Friday, April 6, 2018

Music Review:
Daniel Avery
"Song For Alpha" (Mute)

"Song For Alpha" opens with ambient hues and it feels as if this album has these shorter tracks in between the longer ones and they have a more ambient than electronic feel.    The second song goes into electronics with a nice melody and in some ways I'm feeling this like Owl City.    "Projector" has these big organ tone feels with drum machines and what feel like cymbals but might also be synth as well.   This is the third song on "Song For Alpha" and it's really what won me over on this album.

Those ambient hues are back on "TBW17" and then "Sensation" has this feeling like "Go" or "Run Lola Run".   This sound comes in which reminds me of a jawharp and Pong.  This also feels a bit like CDX.    Shakers come in next and then lasers only they sound like a door closing (which will make more sense when you hear it).    "Sensation" just drives and ends on that lone beat.   Ambient hues return at the beginning of the sixth song- "Citizen_Nowhere"- but they are not the entire song this time.   A distorted drumbeat which is on the edge of industrial somehow makes this song feel so chill.

The rhythm picks up on "Citizen_Nowhere" and the song has some modem feels to it but it's just very different-- not just different for this album, but for all electronics in general.   You could dance to this and then it winds down like it broke down.   A steady unce unce beat now.   Some higher tuned, upbeat tones.   I like the way "Clear" moves and as I'm listening to this and am halfway through I can't help but feel the weight of this album already.  If I was going to put this on cassette, I wouldn't think of the first seven songs as being "Side A" but I feel like they would need their own cassette as this would be a double cassette release (It is on double vinyl as well)

Deep, darker beats start things off on the second half of this album, which would be either the second record or Side B if there was a cassette.  They bring in synths and them cymbals and drums as this has a faster pace to it, something like the soundtrack to "Resident Evil".    There are also a lot of rapid claps in this song and I'm really getting into the groove.   Everything starts winding down and just as each element slowly found its way into the song, it slowly saw its way out and that was such a stellar example of solid song structure.

"Days From Now" is full of more pleasant tones, slowly coming through in peaceful harmony, such as you might lull a baby to sleep.   But for some reason it also really reminds me of that episode of "Bojack Horseman" that takes place underwater.   "Embers" comes crashing through in ambient waves, but not like the ocean.    Beats return on "Slow Fade" and the synth sounds like it's singing.   The bass is really pounding on this one.    But then it kind of slows down, fades out and the bass comes in even bigger with the cymbals on "Glitter".

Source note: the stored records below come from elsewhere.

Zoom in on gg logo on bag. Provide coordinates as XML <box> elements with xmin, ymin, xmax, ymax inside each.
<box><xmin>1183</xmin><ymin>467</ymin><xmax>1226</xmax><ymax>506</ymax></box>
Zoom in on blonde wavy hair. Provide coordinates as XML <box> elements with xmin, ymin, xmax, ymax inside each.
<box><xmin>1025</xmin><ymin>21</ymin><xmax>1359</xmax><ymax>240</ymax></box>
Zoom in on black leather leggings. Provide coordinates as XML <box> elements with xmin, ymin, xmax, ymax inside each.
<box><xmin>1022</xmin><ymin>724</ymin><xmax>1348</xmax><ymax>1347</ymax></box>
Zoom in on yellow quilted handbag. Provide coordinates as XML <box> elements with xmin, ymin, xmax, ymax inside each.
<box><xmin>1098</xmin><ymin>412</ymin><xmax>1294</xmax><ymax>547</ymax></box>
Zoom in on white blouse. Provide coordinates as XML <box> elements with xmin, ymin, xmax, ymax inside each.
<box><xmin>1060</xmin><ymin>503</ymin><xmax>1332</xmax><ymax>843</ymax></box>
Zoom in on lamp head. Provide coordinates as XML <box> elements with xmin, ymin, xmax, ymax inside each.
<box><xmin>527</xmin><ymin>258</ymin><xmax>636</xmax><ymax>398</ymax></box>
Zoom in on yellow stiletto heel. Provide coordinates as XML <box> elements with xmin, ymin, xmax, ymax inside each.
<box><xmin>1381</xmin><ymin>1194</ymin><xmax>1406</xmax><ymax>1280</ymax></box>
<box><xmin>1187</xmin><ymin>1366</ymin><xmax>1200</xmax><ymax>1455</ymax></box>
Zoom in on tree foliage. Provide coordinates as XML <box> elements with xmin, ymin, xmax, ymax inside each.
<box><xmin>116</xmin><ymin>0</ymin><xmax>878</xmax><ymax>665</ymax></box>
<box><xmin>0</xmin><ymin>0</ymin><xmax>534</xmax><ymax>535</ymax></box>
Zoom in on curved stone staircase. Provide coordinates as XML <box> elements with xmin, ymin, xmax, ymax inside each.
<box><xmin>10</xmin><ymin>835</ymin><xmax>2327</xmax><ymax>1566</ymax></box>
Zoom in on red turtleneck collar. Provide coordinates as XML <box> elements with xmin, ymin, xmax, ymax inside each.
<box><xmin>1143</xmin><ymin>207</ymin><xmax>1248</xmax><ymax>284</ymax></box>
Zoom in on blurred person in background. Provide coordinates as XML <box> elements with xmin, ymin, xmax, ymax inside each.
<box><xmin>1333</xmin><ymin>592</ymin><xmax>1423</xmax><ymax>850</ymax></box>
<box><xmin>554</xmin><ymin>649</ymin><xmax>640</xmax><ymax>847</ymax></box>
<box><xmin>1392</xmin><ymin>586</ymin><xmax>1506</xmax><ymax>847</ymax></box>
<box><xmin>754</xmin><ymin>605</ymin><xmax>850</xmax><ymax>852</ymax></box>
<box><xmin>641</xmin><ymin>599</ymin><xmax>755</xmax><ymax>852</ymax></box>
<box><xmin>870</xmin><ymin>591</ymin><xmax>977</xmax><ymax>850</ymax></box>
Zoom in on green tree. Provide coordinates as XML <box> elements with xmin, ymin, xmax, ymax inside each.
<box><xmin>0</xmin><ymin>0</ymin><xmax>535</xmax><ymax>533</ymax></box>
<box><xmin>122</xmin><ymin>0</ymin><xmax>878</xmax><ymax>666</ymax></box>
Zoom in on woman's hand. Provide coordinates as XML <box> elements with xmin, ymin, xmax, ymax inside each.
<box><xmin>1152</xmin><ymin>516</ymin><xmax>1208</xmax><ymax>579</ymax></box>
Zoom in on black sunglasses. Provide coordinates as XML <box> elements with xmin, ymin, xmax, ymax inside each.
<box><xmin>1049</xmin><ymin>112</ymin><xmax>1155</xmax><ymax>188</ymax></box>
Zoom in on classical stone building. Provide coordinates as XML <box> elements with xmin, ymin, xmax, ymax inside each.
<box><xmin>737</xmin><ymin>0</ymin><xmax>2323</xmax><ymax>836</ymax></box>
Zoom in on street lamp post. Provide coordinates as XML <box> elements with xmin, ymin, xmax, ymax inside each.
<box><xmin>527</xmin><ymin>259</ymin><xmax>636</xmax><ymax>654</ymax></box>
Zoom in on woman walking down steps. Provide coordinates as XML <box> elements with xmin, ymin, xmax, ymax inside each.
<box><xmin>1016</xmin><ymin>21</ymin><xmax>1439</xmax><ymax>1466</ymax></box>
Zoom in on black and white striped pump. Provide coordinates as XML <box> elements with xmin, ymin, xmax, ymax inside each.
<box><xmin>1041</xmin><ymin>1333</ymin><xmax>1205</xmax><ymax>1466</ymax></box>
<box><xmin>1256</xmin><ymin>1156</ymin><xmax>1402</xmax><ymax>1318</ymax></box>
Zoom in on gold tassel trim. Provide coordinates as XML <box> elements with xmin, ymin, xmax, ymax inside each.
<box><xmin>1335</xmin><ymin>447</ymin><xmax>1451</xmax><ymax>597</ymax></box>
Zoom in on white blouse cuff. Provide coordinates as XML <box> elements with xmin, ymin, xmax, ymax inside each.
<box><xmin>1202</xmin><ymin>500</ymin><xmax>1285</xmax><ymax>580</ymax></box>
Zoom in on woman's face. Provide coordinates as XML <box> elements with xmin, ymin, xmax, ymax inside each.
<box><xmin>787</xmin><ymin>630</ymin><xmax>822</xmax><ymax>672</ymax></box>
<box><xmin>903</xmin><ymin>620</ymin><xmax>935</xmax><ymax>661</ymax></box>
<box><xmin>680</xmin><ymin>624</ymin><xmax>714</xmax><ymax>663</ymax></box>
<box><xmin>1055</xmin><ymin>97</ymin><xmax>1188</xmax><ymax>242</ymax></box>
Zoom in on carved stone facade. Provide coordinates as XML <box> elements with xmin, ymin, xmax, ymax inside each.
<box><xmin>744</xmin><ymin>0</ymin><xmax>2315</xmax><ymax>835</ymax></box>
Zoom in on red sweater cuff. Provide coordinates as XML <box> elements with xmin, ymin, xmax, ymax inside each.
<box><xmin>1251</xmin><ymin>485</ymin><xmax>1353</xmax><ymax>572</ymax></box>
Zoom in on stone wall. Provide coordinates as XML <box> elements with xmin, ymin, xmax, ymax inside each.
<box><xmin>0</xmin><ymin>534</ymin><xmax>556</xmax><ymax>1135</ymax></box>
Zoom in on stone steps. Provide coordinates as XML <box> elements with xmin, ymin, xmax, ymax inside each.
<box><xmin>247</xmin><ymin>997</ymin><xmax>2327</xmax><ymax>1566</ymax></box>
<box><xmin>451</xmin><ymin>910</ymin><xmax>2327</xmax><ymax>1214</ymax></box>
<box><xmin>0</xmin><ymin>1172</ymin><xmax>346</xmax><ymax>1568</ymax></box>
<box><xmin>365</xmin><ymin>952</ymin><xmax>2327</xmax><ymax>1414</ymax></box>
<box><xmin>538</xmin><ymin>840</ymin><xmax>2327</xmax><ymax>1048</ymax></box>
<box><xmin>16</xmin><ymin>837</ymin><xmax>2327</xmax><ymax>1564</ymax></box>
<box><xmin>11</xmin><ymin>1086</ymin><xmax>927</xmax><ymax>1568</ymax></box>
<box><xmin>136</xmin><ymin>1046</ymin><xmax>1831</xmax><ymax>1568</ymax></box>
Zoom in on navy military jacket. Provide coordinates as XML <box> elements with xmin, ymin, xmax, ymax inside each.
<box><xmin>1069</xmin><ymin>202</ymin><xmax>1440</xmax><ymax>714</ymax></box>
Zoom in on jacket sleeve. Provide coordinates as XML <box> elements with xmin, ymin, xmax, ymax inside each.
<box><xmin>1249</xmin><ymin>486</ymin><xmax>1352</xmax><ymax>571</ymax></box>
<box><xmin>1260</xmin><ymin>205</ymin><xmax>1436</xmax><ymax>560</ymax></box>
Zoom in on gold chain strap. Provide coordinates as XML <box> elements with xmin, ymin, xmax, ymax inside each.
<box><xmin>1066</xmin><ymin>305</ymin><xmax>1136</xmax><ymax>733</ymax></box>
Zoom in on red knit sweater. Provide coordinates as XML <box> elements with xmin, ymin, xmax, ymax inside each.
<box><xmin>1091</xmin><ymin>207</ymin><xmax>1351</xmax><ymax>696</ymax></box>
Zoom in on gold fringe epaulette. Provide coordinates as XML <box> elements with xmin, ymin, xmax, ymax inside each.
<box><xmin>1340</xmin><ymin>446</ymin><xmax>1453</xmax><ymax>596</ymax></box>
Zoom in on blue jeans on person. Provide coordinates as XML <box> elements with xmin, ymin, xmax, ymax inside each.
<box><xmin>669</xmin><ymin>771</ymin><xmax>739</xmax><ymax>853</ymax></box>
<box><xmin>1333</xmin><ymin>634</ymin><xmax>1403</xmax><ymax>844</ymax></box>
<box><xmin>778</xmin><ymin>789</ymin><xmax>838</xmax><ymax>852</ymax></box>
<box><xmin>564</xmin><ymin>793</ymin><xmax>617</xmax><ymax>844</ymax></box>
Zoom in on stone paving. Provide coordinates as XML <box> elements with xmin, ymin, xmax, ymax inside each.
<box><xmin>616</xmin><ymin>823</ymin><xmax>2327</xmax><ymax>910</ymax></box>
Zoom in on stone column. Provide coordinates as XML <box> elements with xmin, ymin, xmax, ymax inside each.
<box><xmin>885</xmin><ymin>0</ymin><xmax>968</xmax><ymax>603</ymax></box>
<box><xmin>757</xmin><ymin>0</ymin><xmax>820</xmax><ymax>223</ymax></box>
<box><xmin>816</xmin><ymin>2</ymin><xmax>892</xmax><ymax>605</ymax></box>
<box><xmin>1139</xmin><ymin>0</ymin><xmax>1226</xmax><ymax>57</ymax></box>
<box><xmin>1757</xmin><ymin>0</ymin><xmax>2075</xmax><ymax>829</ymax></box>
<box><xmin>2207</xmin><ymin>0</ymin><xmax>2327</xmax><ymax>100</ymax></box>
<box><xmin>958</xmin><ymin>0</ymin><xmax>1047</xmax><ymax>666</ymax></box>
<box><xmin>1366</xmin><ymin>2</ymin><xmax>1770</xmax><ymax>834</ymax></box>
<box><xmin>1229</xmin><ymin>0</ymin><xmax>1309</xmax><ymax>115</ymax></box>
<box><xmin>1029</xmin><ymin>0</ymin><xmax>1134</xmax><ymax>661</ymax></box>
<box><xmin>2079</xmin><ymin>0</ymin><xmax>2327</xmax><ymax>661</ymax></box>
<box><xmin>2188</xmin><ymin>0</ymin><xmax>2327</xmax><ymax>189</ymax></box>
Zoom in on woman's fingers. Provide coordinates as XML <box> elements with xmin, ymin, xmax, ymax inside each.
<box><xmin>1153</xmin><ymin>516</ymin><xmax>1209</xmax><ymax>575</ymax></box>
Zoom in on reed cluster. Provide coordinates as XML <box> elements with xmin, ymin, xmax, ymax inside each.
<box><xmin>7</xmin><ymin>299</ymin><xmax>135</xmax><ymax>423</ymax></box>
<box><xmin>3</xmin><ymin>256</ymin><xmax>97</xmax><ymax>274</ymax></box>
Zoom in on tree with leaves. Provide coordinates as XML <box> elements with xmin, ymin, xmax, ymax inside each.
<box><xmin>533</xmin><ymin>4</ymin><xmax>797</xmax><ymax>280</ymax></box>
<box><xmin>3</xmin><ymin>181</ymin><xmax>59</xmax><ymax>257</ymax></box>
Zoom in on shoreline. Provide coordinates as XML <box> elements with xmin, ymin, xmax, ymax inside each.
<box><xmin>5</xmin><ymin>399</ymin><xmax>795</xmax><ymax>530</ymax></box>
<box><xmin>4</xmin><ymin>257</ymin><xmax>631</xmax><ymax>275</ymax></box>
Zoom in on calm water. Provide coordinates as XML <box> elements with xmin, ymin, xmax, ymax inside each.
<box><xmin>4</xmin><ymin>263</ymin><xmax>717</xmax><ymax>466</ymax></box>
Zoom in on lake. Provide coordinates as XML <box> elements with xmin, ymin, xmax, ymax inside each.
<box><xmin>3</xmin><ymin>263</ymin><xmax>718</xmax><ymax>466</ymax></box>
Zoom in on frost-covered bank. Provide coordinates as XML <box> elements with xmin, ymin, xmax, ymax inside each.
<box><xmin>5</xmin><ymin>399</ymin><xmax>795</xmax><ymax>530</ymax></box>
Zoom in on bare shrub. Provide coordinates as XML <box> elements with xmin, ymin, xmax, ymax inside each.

"Glitter" does take on a certain rhythm, like a New Order song.    There are these angelic ohms and a sort of jangle as well- it creates quite the treat when the three different tempos combine.   The jangling at some point turns into this stomping, like someone is hitting something and maybe they are.  Maybe it's a fight, maybe it's a fly.   It definitely feels like I heard this song in a movie where some group of misfits were pulling a heist- I wanna say robbing a house of someone they knew through a friend of a friend- and they all got into this small car so it looked comical, you know, like a clown car.   But it's not possible.  This is just the music making me think this way.

"Endnote" is not the last song, but it is eight seconds of someone singing.   It sounds like the words are "come here" but I don't know-- I'm terrible at captchas.    "Quick Eternity" however is anything but quick as it clocks in at just over eight and a half minutes.   I was typing up a review earlier today where I said I don't really pay attention to numbers in songs and such but I suppose that wasn't accurate as I seem to be quite concerned with them here.   Cymbals, bass, what sound like wind chimes on a patterned loop and ohms make up this peaceful and yet altogether frantic at the same time song.  It's relaxing like you know you have a certain time to complete your task but you're okay with that; you'll get it done.

Everything begins to quiet down at the five minute marker.   The beats become barely heard all the way back there even as it just seems to be these ambient ohms now.   Synths come through in an up and down way as the ohms even fade out and we are now down to one element again only this time it is an element which was not previously featured.   I did believe this track would end on those ohms, just kind of fade off into the sunset, but this has added some sort of new level to it all.    That seems to be the theme of Daniel Avery though: take what you expect and "Song For Alpha" will go above and beyond that.